Share

5. Seseorang di Gedung Tua

Aland memberikan tatapan waspada ketika Joo duduk di sofa yang sama dengannya, sementara Kate hanya berdiri di dekatnya dengan bersedekap dada. Sejujurnya, ini agak mengerikan karena tiba-tiba Aland terbangun di tempat yang tidak diketahuinya, usai penyerangan tiba-tiba yang dilakukan oleh mereka padanya.

Kate dan Joo hanya memberikan tatapan yang sulit diartikan oleh Aland. Tidak ada yang memulai pembicaraan sampai Ken yang entah datang dari mana terkejut karena tak ada seorang pun di meja makan, mengetahui Aland yang telah bangun dan Kate serta Joo berada di sana—laki-laki itu langsung menegur Aland.

“Rupanya kau sudah bangun?” Pertanyaan Ken hanya dianggurkan oleh Aland. Pandangan Aland turun pada tas hitam di tangan Ken. Ekspresi Aland berubah seketika ketika mengetahui itu adalah tasnya.

“Apa yang kau lakukan pada tasku?” Aland merebut tas miliknya dari tangan Ken, tetapi yang membuat Aland merasa aneh adalah ketika Ken memberikannya tanpa mereka harus terlibat pertengkaran lagi seperti sebelumnya. 

“Tidak ada. Aku hanya membantumu menyimpannya supaya aman,” jawab Ken. Aland tidak mengerti apa tujuan mereka membawanya kemari dengan cara seperti itu. Yang jelas, mereka sudah mengetahui tentang foto gadis itu. Ia sangat khawatir bahwa rencananya gagal bahkan sebelum dimulai.

“Kau sama seperti kakakmu,”Aland menoleh saat Joo mengatakan itu. Tak mengerti apa yang dimaksud olehnya, Aland memutar otak untuk mencari tahu arti dari ucapan Joo. Setelah sadar siapa seseorang yang dimaksud oleh Joo, Aland tiba-tiba tersulut emosi.

“Apa maksudmu berbicara seperti itu?!” Aland mencengkeram kerah Joo hingga laki-laki itu ikut berdiri, tetapi Joo dengan santai melepaskan tangan Aland. Lelaki itu memegang bahu Aland dan berpura-pura memasang wajah serius.

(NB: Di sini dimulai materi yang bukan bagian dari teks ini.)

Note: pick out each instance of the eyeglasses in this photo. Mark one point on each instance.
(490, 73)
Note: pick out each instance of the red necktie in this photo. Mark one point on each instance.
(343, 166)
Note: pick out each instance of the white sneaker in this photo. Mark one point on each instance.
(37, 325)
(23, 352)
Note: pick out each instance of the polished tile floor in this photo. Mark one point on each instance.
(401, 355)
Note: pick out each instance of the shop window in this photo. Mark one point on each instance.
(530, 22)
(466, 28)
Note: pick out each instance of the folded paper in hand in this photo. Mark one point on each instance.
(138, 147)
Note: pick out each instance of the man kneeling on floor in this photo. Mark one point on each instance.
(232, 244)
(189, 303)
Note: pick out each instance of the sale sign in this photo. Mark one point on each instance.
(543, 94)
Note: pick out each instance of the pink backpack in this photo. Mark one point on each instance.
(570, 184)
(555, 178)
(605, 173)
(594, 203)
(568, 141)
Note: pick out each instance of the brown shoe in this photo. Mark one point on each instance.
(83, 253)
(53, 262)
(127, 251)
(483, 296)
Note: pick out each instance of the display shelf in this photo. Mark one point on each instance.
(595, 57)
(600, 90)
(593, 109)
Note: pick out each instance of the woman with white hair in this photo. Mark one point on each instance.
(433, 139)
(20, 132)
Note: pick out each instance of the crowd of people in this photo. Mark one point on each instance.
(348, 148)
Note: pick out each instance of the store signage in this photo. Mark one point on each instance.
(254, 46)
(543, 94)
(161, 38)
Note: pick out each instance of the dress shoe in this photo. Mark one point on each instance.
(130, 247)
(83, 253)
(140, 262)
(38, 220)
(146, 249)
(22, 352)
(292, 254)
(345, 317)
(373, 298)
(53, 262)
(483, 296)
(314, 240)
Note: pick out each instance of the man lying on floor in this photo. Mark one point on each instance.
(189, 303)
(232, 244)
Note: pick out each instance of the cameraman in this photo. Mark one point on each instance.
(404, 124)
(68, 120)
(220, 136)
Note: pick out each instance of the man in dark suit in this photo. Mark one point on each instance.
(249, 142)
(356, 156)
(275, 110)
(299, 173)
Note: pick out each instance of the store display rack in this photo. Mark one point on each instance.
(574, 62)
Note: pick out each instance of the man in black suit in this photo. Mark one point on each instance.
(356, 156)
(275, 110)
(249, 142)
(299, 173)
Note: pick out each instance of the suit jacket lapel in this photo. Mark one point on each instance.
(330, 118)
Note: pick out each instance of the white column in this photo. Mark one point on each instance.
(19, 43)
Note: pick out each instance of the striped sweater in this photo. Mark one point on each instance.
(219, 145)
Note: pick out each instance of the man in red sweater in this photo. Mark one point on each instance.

“Tenanglah, Anak Muda. Kau sekarang sedang berada di rumah temankuKen. Bersikaplah dengan sopan sedikit, turunkan nada bicaramu.” Aland menepis tangan Joo dari bahunya.

“Tidak perlu! Cepat katakan apa maksudmu! Meraih kerah kemeja Joo, Alandmulai kehilangan kesabaran.

Kate yang semula duduk di bahu sofa kini ikut berdiri—mencoba menghadang Aland, sebelum lelaki itu memukul temannya. “Hey, tenang. Duduklah dulu. Lebih baik kau dengarkan kami dulu.”

“Mengapa aku harus mendengarkan kalian?!” teriak Aland pada Kate, ia benar-benar sudah kehilangan kesabaran setelah apa yang mereka lakukan padanya.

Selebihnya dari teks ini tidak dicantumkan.